As the Wall Street Journal’s Writers Are Going to Extremes to Prove They Didn’t Use AI, points out, clean text is suspect. It’s no longer a marker of writerly skill, but of possible mechanization. Worse, given the squishy, non-deterministic nature of how AI creates text, it’s impossible to definitively prove that a piece of writing has been written by a human. As the story says, “It’s like the new McCarthyism. People are demanding proof of something that can’t be proven.”
But this is a blog about what you should do, not what you can do or what you might get caught at. So the question stands: What’s the right amount of “you” to put in your work?
We can derive the answer by looking at the issue through two lenses. Before taking a blowtorch to your story to add some char to it, first ask,
Are you actually present in the work?
Are you being truthful about how the story was made?
Let’s look at a few cases.
Case 1: AI is the writer
If you had AI generate your text but you think it looks too much like AI (because it is) and you want people to think you wrote it, the temptation is to go in and scuff up the story, adding a subtle typo or two or changing some phrasing to match what you think human style is.
You already know: This is deception. In academic circles, it’s called cheating. You were not present for the writing, but you’re trying to paper it over to make it look like you were. If you want the story to sound more like a person wrote it, write better prompts. Participate more. Don’t lie about provenance.
Ruling: Don’t do it.
Case 2: AI is a collaborator
If you collaborated with AI to create a piece of content and it doesn’t feel enough like you, the answer to the question, “Can I go in and mess with it so it feels more like me?” is generally, “yes.” The issue is not modifying the style or tone of the text. When writing with a partner, this is always a negotiation, and as the human in this particular partnership, every editorial call is yours to make.
The question doesn’t turn on editorial manipulation to add humanity to the story. It does turn on whether you are truthful about it, and not every AI-assisted piece needs an up-front disclosure. It depends on the assignment. If the assignment specifically called for “no AI help” and you are trying to hide the fact that you worked side-by-side with it, the issue is not “should I add more me?” but “why am I hiding it?”
Ruling: Don’t lie about it.
Case 3: AI is absent
If you wrote something yourself, or with minimal AI assistance, and you’re worried that the reader or editor might think it’s actually AI because it’s too clean — too grammatical, too smooth, too technically sound — should you make it even more your own? Should you remove some of the cleanness and add “character?”
The issue here is signaling provenance, not faking it. The story is yours. It’s just a question of how much you modify it to prevent somebody from thinking it might not be.
Can you do that? Yes. Should you have to? No, but such is the world we live in.
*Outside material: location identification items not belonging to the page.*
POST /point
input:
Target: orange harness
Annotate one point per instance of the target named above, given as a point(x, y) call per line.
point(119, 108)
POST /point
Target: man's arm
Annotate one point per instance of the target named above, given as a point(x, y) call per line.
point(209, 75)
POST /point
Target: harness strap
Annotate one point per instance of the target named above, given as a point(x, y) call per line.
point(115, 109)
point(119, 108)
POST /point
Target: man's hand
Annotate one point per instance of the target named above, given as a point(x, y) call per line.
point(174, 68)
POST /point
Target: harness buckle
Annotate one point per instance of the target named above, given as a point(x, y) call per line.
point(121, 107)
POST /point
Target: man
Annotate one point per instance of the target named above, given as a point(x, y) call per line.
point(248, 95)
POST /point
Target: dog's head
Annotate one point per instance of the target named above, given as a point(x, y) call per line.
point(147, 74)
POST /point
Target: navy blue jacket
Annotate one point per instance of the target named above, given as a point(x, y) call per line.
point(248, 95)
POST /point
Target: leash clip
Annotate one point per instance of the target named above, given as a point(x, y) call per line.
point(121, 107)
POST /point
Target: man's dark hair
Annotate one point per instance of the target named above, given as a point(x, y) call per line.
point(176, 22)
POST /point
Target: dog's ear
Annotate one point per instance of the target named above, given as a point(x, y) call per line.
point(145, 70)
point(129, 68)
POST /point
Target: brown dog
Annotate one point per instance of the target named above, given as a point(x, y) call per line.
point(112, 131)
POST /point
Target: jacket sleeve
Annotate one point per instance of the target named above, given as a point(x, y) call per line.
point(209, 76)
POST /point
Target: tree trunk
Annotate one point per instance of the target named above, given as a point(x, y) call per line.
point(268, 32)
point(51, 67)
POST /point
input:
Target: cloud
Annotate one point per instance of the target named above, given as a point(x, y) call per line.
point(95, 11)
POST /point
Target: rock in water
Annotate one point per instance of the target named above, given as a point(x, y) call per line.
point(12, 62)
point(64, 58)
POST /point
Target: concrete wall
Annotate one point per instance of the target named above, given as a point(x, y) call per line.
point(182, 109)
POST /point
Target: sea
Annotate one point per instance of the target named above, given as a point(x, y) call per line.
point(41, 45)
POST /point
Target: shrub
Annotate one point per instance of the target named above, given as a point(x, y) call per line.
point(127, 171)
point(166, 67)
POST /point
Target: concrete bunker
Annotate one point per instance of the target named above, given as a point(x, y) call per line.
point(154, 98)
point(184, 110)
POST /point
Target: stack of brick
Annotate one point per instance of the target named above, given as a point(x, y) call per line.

If your assignment was to create a high-quality story that adheres to a certain standard, and you have met that standard, you do not owe the reader or editor a pass to add burn marks that make it look “distressed” like a farmhouse-style coffee table. Why remove quality you’ve worked so hard to create?
Before AI, many professional and educational assignments asked for an invisible craftsman. Your reader didn’t want visibly hand-crafted work, they wanted skilled work. But now that machines can create imitations of what only we used to do, making yourself visible as the craftsperson isn’t sloppy, and it isn’t vanity. It is adaptation, a reasonable response to the world that stopped regarding invisibility as skill.
So you would be forgiven — by me, your reader, your editor or professor, and hopefully by yourself — for making your humanity visible in text that you would have been happy to disappear in pre-AI.
I confess that I find the rise of boring AI writing oddly liberating: It frees me from the need to hew slavishly to ye olde Strunk & White. AI’s baseline of blandness opens doors of expression. It’s a small gift of permission in an increasingly oppressive medium.
Ruling: The world has changed. You can, too.
What we owe each other
I started writing this blog, Caller Calls Back, to explore how technology affects human-to-human communication. AI, a non-human communicator, adds static to this connection. It raises the noise floor of the human signal.
So it is easy to understand why a writer might scuff up their work to say, “I did this, not a machine.” The rationale, the desire to be heard above the noise, can come from pride, fear, deception, economics, even joy. But whether it is right to amplify our humanity hinges on why we do it, not on the act itself.
Image: “Zen kör” by Chery, public domain, via Wikimedia Commons.